On opening day of the Colorado Classic, Roberta Smith looked out into a sea of women on bikes and a crowd full of young women fans. As a longtime cyclist herself, she was in awe.
“It’s so wonderful to see so much dedication going into a women’s sport,” Smith said. “So that we can show the world, show the nation, that women’s cycling is legitimate, and we’ve got some excellent women athletes out here competing.”
Smith is on the board of the Colorado Women’s Cycling Project, which is a women’s team that has both pro and club members. She’s been a competitive cyclist for the last 13 years, and she’s seen the ebb and flow of the field.

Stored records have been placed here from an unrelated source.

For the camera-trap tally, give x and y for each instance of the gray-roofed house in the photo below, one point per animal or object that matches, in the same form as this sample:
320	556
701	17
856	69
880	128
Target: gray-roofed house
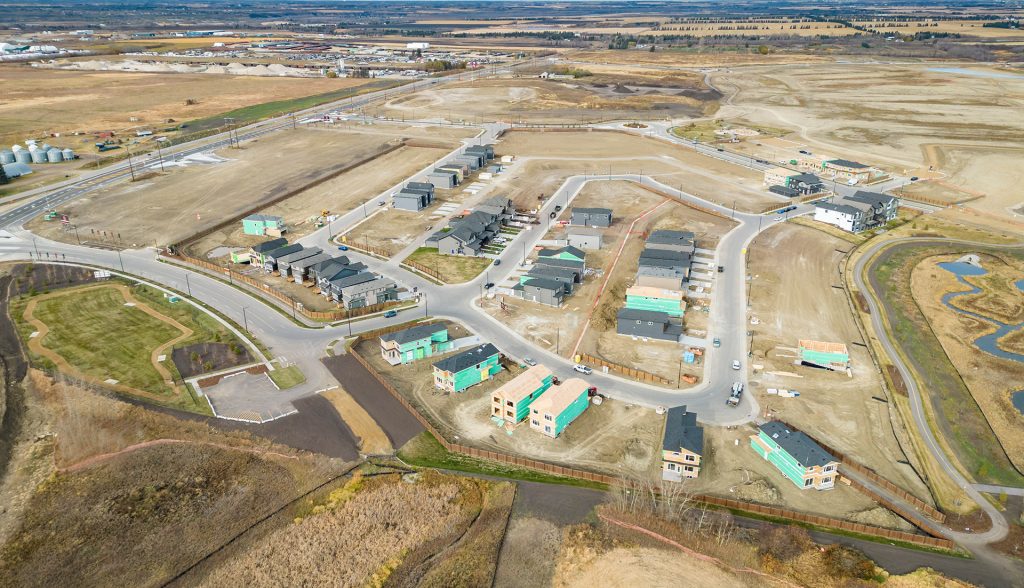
591	217
550	292
299	269
285	263
270	259
369	293
648	324
682	445
681	241
583	238
442	178
796	455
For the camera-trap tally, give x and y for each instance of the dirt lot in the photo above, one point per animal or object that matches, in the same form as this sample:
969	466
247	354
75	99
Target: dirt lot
609	438
169	207
794	269
894	123
990	379
39	101
601	152
534	99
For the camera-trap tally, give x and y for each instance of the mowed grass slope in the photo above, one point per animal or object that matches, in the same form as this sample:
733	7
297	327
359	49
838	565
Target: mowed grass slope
95	332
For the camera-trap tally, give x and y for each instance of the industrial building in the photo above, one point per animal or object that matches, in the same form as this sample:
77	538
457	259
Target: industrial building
591	217
469	368
682	446
559	407
858	212
415	343
511	402
800	459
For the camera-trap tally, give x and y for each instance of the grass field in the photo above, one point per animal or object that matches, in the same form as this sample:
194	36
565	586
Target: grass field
93	333
287	377
453	268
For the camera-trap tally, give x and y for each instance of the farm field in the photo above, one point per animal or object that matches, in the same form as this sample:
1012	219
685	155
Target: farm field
124	338
437	529
894	122
611	152
169	491
612	437
593	98
167	208
794	268
39	101
990	379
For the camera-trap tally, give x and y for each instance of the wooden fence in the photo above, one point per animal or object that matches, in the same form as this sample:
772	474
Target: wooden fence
527	463
624	370
326	316
850	463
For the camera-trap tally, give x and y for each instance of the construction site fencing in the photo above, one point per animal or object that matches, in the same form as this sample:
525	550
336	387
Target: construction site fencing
850	463
527	463
624	370
323	316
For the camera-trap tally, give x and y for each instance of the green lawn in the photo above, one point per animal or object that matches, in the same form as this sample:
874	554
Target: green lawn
424	451
453	268
287	377
96	333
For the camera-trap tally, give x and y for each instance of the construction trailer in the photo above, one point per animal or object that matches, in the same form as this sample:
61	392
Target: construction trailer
559	407
824	354
511	402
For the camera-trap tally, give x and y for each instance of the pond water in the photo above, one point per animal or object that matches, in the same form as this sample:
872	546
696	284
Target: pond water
1018	400
986	343
976	73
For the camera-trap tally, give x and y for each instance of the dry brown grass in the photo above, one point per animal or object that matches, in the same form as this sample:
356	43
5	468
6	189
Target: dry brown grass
369	533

The Colorado Classic race just “takes it to a different level of amazing, and it really brings it home here in Colorado.”
The Colorado Classic first started in 2017 as a men’s race with a smaller women’s segment. The mission was to create a sustainable race that would last more than a year and would be financially viable. To make that goal a reality, the organizers knew they needed to engage the audience, said Lucy Diaz, chief operating officer of RPM Events, which owns and operates the Colorado Classic.
In 2018, they paired the cycling races with a concert, but Diaz said nothing really clicked. So they decided to change tactics and refocus on how they could make a difference and get people to rally around the race and support it.
The organizers decided to make it a women’s only race. That’s where they could make the difference.
To show they were serious, Diaz said, they upped the prize purse by topping the men’s purse from the year prior by five grand. This year’s winner will take home $75,000. Last year, the women’s winner took home just $30,000.
This revamped race is now touted as the only women’s standalone pro road race in the Western Hemisphere. It’s a 220-mile, four-stage race that started in Steamboat Springs on Thursday, moved to Avon on Friday, then Golden on Saturday and finishes in Denver on Sunday.
Diaz wants to show that women’s sports are just as important and exciting as men’s. She hopes the Colorado Classic will prove that women’s-only cycling events can have a sustainable model, one that can be replicated across the country.
To push that goal forward and get fans from near and far engaged, the race will be livestreamed from start to end.
“If they’re racing, and they’re putting on a great show, and they have amazing content and nobody sees it, it doesn’t help,” Diaz said. “To be able to catch the drama and the excitement that unfolded and be able to broadcast that out to the world is really powerful.”
Not to mention, it helps women’s teams and individual athletes promote themselves, Diaz added. The more visibility the race gets, the better visibility corporate sponsors receive. As it stands, corporate sponsors fund the entirety of the race and many of the women’s teams.
Participants include Erica Clevenger, a professional cyclist and PhD student in environmental engineering at the Colorado School of Mines. She’s on the Sho Air Twenty20 team, which is sponsored by companies like Clif Bar & Company and Humm Kombucha LLC.
“A lot of times when races are struggling, or they’re choosing what to focus on it’s usually the men that they focus on,” Clevenger said. “Women have about a third, I think, of the race opportunities that men have. So there’s a lot of races out there that are only men, and this is one of the very few that actually decided to focus on the women, which is an incredibly impactful thing that they decided to do, and it’s really exciting to be a part of it.”
Clevenger wants to see more women get involved with cycling, but she sees the lack of development opportunities as a major obstacle.
“I also think that it’s just a predominantly white male sport, and it’s actually a bit intimidating for women or minorities to get into,” Clevenger said. “But that’s something that we as a sport are recognizing and working to change.”
The Colorado Classic may be a force for change, but to make a difference, it has to stick around for more than a year or two, said Mara Abbott, a professional racer and 2016 Olympian who retired that same year. She’s seen races come and go. Many of them promised to be the next big thing.
“The races that sustained, sustained because the people organizing them cared about them personally,” Abbott said. “Other than that, I saw more races disappear than I saw come.”
She was often disappointed at the broken promises made by races and competitions. But she admits, there hasn’t been money in women’s cycling, and it’s a lot of work to put on a race.
“I think that women’s cycling right now is a really hard nut to crack,” Abbott said. “The work that this team’s been doing and the people that they’ve been trying to engage, and I saw that they got a tweet from Billie Jean King, which is really cool, but I think that is all great and that they have great potential with the things they’re doing. But at the same time, one year won’t make a difference.”